Sus bolsillos estaban repletos de cosas que había traído como medidas de apoyo en caso de que el gran espectáculo no lograra intimidar a la expedición de tierra, cosas que había obtenido merodeando por Hiperión antes de volver a subir a bordo de Apeadero y viajar al campamento base: una lagartija de ocho patas que escupía un rocío tranquilizante cuando se la apretaba, y un curioso surtido de bayas de similar efecto, pero por vía bucal. Cirocco disponía de hojas y cortezas que al pulverizarlas podían ser empleadas como polvo de flash, y como último recurso, una nuez que servía como una granada de mano aceptable.

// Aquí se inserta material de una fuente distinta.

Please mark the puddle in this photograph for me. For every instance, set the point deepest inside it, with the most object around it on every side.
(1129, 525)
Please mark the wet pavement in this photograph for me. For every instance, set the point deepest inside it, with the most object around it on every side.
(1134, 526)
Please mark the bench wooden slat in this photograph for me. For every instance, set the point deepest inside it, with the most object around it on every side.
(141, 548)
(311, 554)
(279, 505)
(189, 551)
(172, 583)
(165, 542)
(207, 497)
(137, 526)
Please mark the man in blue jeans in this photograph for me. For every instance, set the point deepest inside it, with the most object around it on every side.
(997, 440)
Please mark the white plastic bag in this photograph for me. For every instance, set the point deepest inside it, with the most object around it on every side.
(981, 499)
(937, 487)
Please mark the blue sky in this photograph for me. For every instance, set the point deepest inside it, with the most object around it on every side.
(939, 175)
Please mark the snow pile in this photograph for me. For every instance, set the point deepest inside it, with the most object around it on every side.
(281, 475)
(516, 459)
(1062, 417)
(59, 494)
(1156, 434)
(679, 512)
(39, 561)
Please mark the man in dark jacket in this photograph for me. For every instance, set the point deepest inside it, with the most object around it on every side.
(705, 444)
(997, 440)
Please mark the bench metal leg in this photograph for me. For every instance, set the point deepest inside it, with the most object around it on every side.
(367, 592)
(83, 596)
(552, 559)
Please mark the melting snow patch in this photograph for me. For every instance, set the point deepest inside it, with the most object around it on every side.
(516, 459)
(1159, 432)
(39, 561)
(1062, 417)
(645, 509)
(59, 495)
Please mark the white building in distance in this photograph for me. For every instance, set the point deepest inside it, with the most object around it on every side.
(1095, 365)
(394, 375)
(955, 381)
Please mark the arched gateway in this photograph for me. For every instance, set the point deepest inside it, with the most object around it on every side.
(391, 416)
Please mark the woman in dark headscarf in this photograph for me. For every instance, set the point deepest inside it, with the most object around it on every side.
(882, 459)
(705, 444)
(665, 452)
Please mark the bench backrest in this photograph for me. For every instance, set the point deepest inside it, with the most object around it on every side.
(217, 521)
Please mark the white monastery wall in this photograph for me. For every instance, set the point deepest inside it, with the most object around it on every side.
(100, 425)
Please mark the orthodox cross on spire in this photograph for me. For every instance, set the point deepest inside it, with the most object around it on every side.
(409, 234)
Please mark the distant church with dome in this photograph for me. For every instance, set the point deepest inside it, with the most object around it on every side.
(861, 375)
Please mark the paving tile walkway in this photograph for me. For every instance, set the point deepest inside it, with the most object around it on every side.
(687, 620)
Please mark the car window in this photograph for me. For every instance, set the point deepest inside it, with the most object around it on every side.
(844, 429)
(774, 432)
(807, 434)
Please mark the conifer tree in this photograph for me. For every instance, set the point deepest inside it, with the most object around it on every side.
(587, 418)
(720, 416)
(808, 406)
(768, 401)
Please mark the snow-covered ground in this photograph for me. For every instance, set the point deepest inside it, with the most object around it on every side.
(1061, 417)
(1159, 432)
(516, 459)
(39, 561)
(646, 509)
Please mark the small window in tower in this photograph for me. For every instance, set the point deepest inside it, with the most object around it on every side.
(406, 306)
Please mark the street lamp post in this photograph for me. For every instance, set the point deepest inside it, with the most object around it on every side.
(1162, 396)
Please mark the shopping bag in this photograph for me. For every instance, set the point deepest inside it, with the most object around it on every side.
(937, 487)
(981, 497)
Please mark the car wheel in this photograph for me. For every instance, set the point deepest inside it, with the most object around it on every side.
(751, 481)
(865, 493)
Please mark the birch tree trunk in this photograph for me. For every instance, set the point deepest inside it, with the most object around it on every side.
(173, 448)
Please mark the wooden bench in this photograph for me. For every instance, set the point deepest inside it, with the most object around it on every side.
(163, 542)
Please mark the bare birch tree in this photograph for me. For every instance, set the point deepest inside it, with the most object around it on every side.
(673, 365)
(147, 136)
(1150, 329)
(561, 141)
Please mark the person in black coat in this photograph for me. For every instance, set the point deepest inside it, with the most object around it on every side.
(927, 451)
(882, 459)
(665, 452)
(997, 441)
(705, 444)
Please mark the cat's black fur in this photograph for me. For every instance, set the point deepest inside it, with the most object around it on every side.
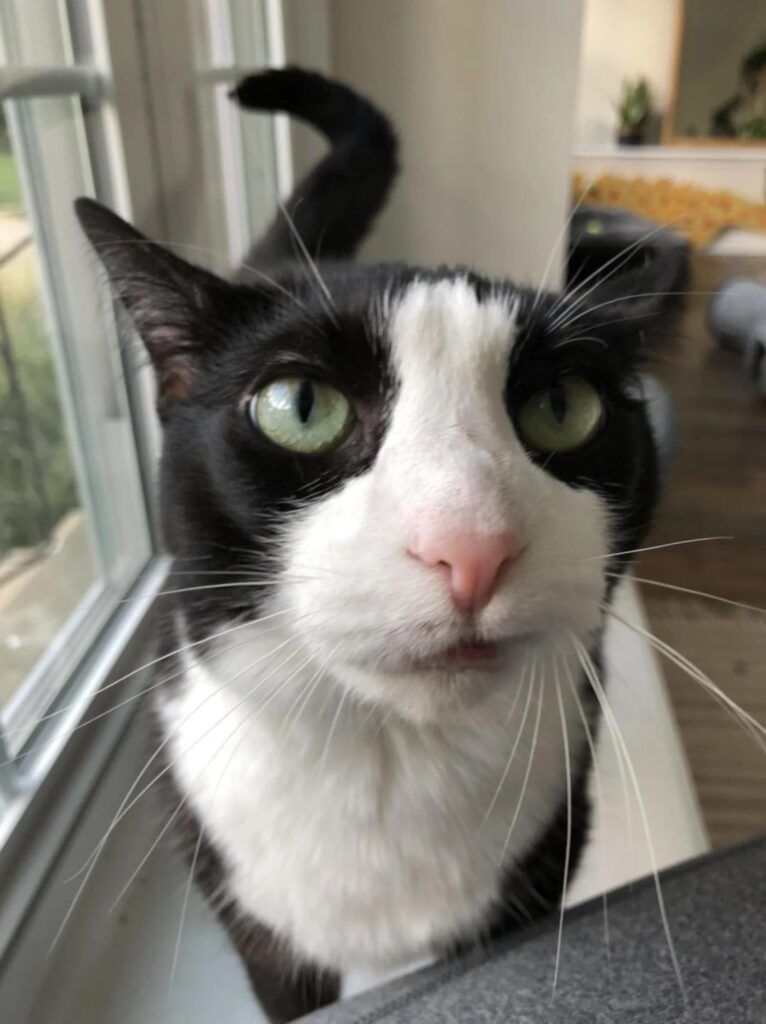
(224, 487)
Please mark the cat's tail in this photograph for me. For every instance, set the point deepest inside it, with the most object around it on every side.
(334, 206)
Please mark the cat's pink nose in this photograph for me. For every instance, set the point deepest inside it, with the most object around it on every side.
(475, 563)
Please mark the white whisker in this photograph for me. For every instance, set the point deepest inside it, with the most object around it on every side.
(592, 675)
(567, 854)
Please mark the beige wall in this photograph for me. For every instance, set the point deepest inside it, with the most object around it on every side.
(717, 37)
(481, 92)
(622, 39)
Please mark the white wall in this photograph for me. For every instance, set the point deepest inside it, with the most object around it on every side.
(622, 39)
(481, 94)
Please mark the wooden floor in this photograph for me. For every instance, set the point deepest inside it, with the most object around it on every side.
(717, 486)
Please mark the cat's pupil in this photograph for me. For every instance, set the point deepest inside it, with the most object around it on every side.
(305, 400)
(558, 402)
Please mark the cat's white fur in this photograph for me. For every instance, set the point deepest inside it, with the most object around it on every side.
(363, 804)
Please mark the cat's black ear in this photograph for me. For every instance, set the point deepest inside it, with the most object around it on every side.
(642, 294)
(168, 299)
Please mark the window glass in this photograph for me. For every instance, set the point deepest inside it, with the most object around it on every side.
(46, 557)
(74, 529)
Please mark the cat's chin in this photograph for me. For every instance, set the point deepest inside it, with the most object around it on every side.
(439, 686)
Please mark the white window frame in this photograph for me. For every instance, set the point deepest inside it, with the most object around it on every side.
(38, 805)
(52, 781)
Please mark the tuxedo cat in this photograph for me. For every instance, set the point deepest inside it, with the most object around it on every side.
(395, 499)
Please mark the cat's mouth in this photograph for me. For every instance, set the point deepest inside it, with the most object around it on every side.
(469, 653)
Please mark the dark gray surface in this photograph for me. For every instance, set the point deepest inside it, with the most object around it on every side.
(717, 912)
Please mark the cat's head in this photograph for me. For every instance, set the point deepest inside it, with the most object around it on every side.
(423, 476)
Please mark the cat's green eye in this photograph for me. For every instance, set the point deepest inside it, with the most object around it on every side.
(562, 417)
(301, 415)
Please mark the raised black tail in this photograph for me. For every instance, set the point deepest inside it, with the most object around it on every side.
(334, 206)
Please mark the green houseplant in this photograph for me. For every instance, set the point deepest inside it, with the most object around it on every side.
(633, 112)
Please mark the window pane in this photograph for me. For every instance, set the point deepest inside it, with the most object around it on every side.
(46, 561)
(73, 523)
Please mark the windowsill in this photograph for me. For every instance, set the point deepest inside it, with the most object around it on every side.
(724, 154)
(118, 966)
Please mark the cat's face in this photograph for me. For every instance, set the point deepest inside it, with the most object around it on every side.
(422, 475)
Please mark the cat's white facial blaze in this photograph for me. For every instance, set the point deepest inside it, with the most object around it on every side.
(451, 462)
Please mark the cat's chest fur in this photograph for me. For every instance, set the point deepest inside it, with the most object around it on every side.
(367, 842)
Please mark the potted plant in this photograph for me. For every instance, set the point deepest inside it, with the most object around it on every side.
(633, 112)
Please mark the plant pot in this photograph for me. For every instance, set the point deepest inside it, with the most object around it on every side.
(631, 136)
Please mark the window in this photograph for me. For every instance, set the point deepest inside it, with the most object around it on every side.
(95, 99)
(74, 531)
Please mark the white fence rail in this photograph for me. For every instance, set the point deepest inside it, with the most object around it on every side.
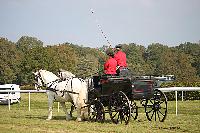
(176, 89)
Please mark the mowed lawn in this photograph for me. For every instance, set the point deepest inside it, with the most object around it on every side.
(19, 119)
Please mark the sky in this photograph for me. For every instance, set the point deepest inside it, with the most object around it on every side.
(169, 22)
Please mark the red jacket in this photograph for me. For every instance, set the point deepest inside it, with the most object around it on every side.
(110, 66)
(120, 57)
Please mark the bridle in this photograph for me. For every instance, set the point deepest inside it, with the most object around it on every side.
(47, 85)
(38, 76)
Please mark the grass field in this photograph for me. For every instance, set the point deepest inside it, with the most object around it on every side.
(20, 120)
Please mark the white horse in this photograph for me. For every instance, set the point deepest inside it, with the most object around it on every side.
(63, 74)
(72, 90)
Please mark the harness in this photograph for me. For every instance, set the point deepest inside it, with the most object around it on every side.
(50, 84)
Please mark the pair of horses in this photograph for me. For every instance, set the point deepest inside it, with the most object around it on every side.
(64, 88)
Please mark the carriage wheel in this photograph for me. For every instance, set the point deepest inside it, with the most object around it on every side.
(156, 107)
(134, 110)
(96, 111)
(119, 108)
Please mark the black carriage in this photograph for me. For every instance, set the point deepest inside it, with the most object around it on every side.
(116, 95)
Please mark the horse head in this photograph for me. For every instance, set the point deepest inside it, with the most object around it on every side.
(38, 80)
(63, 74)
(44, 78)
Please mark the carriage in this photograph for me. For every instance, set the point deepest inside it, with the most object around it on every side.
(116, 95)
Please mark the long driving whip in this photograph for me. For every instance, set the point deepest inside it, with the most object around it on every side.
(105, 37)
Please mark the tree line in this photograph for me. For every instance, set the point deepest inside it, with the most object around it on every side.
(19, 59)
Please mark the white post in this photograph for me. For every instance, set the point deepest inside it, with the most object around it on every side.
(182, 95)
(176, 103)
(8, 100)
(58, 107)
(29, 101)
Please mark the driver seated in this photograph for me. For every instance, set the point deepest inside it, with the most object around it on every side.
(111, 64)
(120, 57)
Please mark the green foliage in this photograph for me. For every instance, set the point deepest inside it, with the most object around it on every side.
(20, 59)
(188, 95)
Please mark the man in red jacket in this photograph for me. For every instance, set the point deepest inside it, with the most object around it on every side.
(120, 57)
(111, 63)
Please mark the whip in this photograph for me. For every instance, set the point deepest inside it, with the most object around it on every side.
(104, 35)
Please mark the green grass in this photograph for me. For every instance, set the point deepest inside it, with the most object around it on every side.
(19, 119)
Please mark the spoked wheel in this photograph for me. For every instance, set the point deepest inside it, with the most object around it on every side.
(156, 107)
(119, 108)
(134, 110)
(96, 111)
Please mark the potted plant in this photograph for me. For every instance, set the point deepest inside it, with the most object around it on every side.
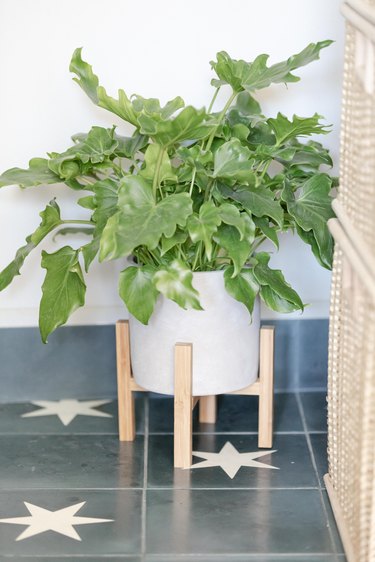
(190, 197)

Tenía bibliotecas de erudición silvestre en su cabeza; si existieran girl scouts en Gea, Cirocco ostentaría la totalidad de insignias de mérito. Podía cantar a las titánidas, silbar a los dirigibles y croar, gorjear, chirriar, gruñir y gemir en una docena de lenguas que ni siquiera había tenido la oportunidad de usar, con criaturas que todavía no había encontrado.

Ella y Gaby habían estado preocupadas en cuanto a que la información que Gea proponía darles no era ajustada a cerebros humanos. Curiosamente, no había habido problema alguno. Ni siquiera notaban un solo cambio; cuando necesitaban saber algo, lo sabían, igual que si lo hubieran aprendido en la escuela.

—Es hora de ir hacia las montañas, ¿no? —sugirió Gaby.

—Aún no. No creo que tengamos más problemas con Wally, en cuanto él se haga a la idea. Comprenderán que somos más valiosas si mantienen buenas relaciones con nosotras.

“Pero quiero ver otra cosa antes de que partamos.

* * *

Cirocco había estado preparada para un momento emotivo. Y lo era, sin ser tan malo como temía ni del modo que esperaba. Decir adiós a Bill había sido más duro.

Los restos de la Ringmaster se hallaban en un lugar triste y silencioso. Gaby y Cirocco caminaron junto a ellos sin hablar, reconociendo fragmentos aquí y allá, pero con más frecuencia incapaces de reconocer lo que había sido algún retorcido montón de metal.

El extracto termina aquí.